Around the Palazzo and the Museo Egizio

The Museo Egizio is world’s the oldest museum devoted entirely to ancient Egyptian culture that is also one of the finest in the world, after Cairo's, because it houses what Napoleon plundered from Egypt and Turin got after his downfall. Those artifacts brought to Turin started an age of exploration that expanded the collection. A bit of trivia: Italian archeologists were also inspired to explore Egypt by the sculptured head of a woman found in Turin that had unusual, hieroglyphic-like markings on it. However, it turned out the head wasn't ancient at all, but by then teams were enthusiastically digging in Egypt and bringing more finds back. Hightlights for us included items from the tombs of non-royals and original burial linen dresses or tunics thousands of years old.

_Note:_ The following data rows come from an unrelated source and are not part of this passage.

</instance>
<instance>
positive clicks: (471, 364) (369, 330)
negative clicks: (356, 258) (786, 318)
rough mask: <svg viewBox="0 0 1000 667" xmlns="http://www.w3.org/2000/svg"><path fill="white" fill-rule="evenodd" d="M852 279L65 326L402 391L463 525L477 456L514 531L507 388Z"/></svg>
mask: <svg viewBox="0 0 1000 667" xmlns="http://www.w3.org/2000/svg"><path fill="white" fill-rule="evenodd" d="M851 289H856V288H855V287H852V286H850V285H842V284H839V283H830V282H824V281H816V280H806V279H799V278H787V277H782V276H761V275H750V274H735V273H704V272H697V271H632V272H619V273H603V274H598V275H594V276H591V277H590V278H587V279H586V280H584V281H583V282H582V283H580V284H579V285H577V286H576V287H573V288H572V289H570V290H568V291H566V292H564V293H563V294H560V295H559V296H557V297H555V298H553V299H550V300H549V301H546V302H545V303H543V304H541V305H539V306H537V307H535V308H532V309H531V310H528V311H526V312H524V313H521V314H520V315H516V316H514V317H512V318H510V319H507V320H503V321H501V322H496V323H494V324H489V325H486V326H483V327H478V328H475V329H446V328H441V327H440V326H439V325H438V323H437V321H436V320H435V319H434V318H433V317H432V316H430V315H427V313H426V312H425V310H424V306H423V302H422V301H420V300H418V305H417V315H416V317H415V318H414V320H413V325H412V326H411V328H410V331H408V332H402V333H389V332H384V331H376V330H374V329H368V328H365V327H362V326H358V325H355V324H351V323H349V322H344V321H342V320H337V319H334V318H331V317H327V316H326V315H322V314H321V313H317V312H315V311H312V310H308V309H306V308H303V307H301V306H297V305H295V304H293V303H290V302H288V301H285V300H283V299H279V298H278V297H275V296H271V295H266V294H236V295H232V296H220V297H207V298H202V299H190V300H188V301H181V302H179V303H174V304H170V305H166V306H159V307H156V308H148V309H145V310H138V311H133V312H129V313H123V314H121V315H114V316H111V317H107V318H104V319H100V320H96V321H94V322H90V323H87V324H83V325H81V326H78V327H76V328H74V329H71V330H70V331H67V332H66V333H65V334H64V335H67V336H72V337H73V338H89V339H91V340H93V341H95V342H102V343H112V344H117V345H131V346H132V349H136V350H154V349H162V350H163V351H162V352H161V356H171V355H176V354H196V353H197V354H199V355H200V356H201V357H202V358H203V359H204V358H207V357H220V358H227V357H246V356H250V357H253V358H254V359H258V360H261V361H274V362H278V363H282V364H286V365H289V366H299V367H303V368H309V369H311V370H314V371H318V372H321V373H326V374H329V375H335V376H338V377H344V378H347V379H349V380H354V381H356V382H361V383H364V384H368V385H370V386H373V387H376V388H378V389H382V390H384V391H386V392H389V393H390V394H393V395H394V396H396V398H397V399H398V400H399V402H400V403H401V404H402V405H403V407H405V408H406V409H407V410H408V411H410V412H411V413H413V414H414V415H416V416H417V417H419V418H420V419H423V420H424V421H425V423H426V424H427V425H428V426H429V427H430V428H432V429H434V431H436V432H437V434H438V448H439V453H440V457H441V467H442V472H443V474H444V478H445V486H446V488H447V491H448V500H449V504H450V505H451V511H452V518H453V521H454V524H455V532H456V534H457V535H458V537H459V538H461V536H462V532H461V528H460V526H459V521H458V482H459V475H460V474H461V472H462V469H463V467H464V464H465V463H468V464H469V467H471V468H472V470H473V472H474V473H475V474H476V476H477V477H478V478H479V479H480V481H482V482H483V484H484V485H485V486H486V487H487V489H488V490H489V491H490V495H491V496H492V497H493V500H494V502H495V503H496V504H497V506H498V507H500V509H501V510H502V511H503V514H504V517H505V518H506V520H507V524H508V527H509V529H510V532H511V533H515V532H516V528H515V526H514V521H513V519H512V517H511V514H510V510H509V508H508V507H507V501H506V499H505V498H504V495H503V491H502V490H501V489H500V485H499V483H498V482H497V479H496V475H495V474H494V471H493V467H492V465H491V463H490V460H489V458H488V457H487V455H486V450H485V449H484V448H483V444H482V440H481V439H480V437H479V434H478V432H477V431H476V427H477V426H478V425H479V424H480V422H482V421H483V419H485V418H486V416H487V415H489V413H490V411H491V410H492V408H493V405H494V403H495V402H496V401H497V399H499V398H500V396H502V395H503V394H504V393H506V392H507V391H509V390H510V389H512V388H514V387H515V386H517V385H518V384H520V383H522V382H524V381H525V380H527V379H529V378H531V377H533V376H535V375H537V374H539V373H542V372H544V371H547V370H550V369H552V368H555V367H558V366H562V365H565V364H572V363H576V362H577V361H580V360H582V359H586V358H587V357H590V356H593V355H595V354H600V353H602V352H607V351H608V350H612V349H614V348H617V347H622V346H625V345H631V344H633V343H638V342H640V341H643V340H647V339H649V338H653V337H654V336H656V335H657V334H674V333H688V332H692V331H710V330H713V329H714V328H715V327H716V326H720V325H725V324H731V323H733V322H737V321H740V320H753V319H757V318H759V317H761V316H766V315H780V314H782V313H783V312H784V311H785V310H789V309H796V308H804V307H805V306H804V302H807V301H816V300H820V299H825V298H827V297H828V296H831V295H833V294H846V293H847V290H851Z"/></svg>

The Palazzo Reale di Torino (Royal Palace) is a historic palace of the House of Savoy. It was originally built in the 16th century and was later modernized by Christine Marie of France (1606–1663) in the 17th century, with designs by the Baroque architect Filippo Juvarra. (Juvarra designed churches and other buildings in Turin. The street bearing his name was right near our hotel.) The palace also includes the Palazzo Chiablese and the Chapel of the Holy Shroud, the latter of which was built to house the famous Shroud of Turin.